Título: O nome aos gatos
Autor: Paulo de Tarso Lyra
Fonte: Jornal do Brasil, 06/05/2005, Brasil, p. A2

Não nos devia surpreender a cassação do deputado André Luiz, tantas eram as evidências de seu comportamento de corrupto e achacador. O que nos deve assustar é o fato de que tantos o tenham absolvido e que outros tantos se tenham abstido da votação que o expeliu da Câmara dos Deputados. Assusta-nos, da mesma forma, o culto evangélico que antecedeu ao julgamento do plenário, cujo texto, publicado pela imprensa, é de defesa aberta do parlamentar. Cristo expulsou das portas do templo, a chicotadas, os que ali vendiam coisas: seus mais recentes evangelistas perdoam aos que vendem, nas portas do Parlamento, a dignidade do instituto da representação política.
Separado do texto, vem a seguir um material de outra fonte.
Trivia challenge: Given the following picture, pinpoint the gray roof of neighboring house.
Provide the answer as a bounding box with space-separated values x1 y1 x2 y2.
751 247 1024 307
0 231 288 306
Há dias, neste mesmo espaço, comentávamos a crescente tolerância com a corrupção no Brasil e no mundo ocidental. As sociedades se perdem quando são totalitárias e se perdem quando são condescendentes em outras questões éticas. Há um bom ensaio de Marcuse sobre os limites da tolerância. Embora ele se refira ao nazismo, o raciocínio serve para qualquer forma de violação à ordem democrática. Hitler não deixava dúvida quanto ao que projetava e podia ter sido barrado antes que se consumasse a grande tragédia. Mas, humilhados pela derrota de 1918, a maioria dos alemães o seguiu, sob a complacência das elites e dos intelectuais. Essa tolerância permitiu que ele manipulasse a opinião pública e as instituições políticas, e, com os recursos do Dr. Goebbels, transformasse em virtudes patrióticas a violência e o crime.
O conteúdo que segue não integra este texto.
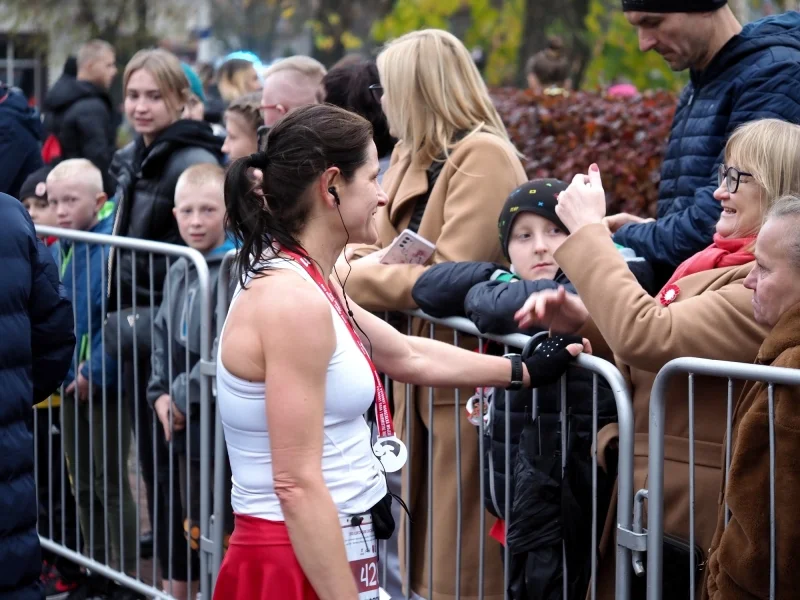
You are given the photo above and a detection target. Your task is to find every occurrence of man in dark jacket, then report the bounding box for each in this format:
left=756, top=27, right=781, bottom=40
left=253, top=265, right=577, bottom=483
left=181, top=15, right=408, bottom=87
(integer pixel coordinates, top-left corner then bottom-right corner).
left=0, top=194, right=75, bottom=600
left=606, top=0, right=800, bottom=280
left=0, top=82, right=44, bottom=198
left=44, top=40, right=117, bottom=194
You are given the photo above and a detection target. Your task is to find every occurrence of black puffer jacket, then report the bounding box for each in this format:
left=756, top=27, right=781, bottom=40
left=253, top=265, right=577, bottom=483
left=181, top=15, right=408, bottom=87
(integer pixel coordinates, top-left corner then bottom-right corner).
left=108, top=120, right=222, bottom=311
left=412, top=262, right=617, bottom=600
left=42, top=75, right=117, bottom=193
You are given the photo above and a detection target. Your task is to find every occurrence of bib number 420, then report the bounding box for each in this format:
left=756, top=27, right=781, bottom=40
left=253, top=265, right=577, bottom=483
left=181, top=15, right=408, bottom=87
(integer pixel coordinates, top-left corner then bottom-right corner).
left=350, top=557, right=378, bottom=598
A corrupção começa a ser vista como atividade normal em certos meios políticos. E os compradores de votos parlamentares não são só os bicheiros e traficantes de drogas e alguns empresários que buscam fazer bons negócios com o Estado. O Poder Executivo é velho comprador de votos parlamentares. Ao comprá-los, várias vezes nestas duas últimas décadas, o governo estimula a corrupção, conspurca e humilha o Parlamento. Pouco importa a moeda usada: obras públicas nas bases eleitorais do beneficiário, empregos para os seus indicados ou - de acordo com sólidas denúncias - dinheiro vivo. Isso ocorreu em momentos decisivos para a vida política, nas emendas parlamentares que instituíram a reeleição, mudaram o conceito de empresa nacional, quebraram o monopólio estatal do petróleo e permitiram a desestatização e a desnacionalização de importantes setores da economia.
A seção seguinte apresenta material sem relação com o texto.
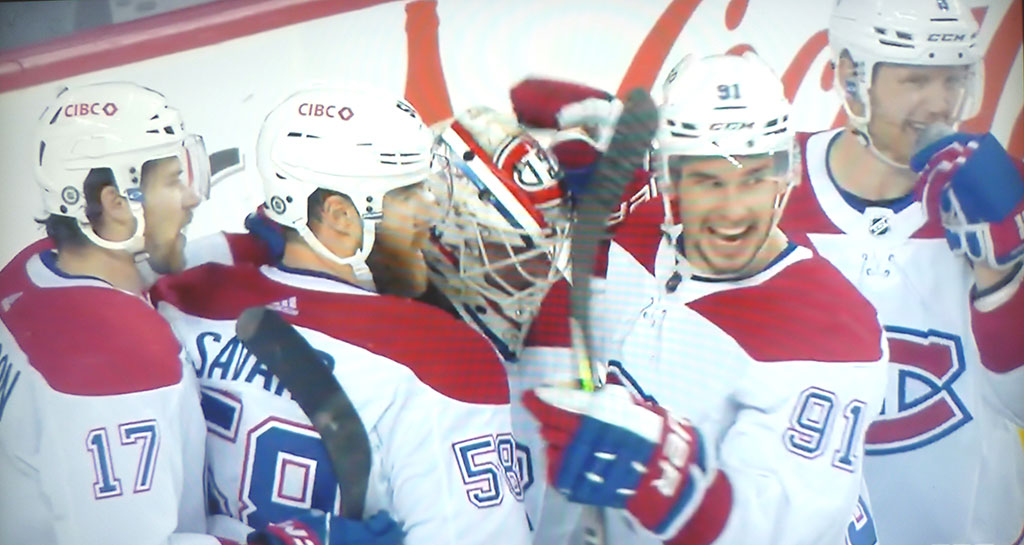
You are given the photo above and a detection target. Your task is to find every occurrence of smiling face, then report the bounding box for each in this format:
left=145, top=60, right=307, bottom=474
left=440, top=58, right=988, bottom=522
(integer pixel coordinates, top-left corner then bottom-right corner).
left=669, top=155, right=785, bottom=276
left=142, top=157, right=200, bottom=274
left=867, top=62, right=970, bottom=164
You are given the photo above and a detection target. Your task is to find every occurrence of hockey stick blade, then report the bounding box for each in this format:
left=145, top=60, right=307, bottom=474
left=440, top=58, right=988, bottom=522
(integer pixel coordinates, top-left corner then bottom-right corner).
left=236, top=306, right=371, bottom=520
left=569, top=88, right=658, bottom=390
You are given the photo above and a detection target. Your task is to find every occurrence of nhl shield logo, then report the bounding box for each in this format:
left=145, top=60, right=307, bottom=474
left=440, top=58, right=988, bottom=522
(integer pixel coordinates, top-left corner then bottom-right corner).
left=864, top=326, right=973, bottom=455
Há alguns anos, durante o regime militar, era tolerada e estimulada a presença de notórios contraventores na vida social do Rio de Janeiro e em outras grandes cidades. Bicheiros buscavam a fama e eram fotografados, lampeiros, ao lado de autoridades e personalidades da elite. O deboche era tal que os "porta-vozes da Contravenção" davam entrevistas aos jornais, opinando sobre tudo, e os chefes se orgulhavam de contribuir para obras de benemerência e iniciativas culturais. Coube a uma jovem e brava juíza, Denise Frossard, ao condená-los, dizer que, com a tolerância da sociedade, eles violavam a lei e desafiavam o Estado. Essa tolerância com os bicheiros abriu caminho para que o crime se organizasse também nas favelas. O convívio alegre entre as autoridades e os contraventores agravou a promiscuidade entre bandidos e policiais, levando o Rio de Janeiro a essa situação dramática, na qual o cidadão não sabe hoje a quem mais temer; se ao criminoso que seqüestra, assalta e mata, se aos policiais, pagos com o dinheiro público para defendê-lo.

A punição de parlamentares corruptos não deve limitar-se à cassação de seu mandato. É necessário que a Justiça comum dê continuidade ao processo. Por outro lado, é desejável o ajustamento da legislação penal, de maneira a que sejam punidos, com mais rigor do que hoje, os servidores dos três Poderes da República que cometam crimes contra o patrimônio público.

Cabe à Câmara dos Deputados continuar seu trabalho saneador, e identificar os cúmplices de André Luiz. Como sempre ocorre nesses casos, espera-se que o ex-parlamentar dê nome aos gatos.